3.1.- Consumerism and political participation
“Political consumerism” is a form of political participation that is becoming increasingly widespread throughout Europe. The effects of capitalism and globalization have led to a significant increase in interest groups, social movements, and transnational social networks that serve as channels for understanding and acting on political issues. Among the different ways in which citizens are acting, we are going to focus on people who use the market to express their political concerns. The intention is to open up at least two fields of research: one is limited to the study of political mobilization through the market, given that the proliferation of social networks and transnational social movements makes us see that the impact of new technologies and the different means of disseminating information can be valuable in determining the scope of this form of political participation; a second is gender-based, considering that political consumerism (boycott and “buycott”) is a form of participation in which there is an inverted gender gap that it is interesting to examine in depth, especially in a comparative perspective.

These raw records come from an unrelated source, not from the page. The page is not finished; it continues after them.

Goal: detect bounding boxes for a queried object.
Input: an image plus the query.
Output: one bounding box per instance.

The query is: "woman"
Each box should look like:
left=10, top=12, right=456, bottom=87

3.2.- Food institutions, obesogenic environments, and food choices
It is argued that a large part of today’s food problems have to do with environmental pressure to eat unhealthy products. The role of the different actors involved in food, from producers to companies, including public administration, becomes particularly significant, especially when each of them launches a multitude of narratives and pressures, often contradictory, that add to consumers’ uncertainty and mistrust. The components of the modern agri-food system and their role in establishing guidelines for appropriate food and nutrition will be the main object of analysis, focusing on the continuing rise in obesity in both developed and emerging countries.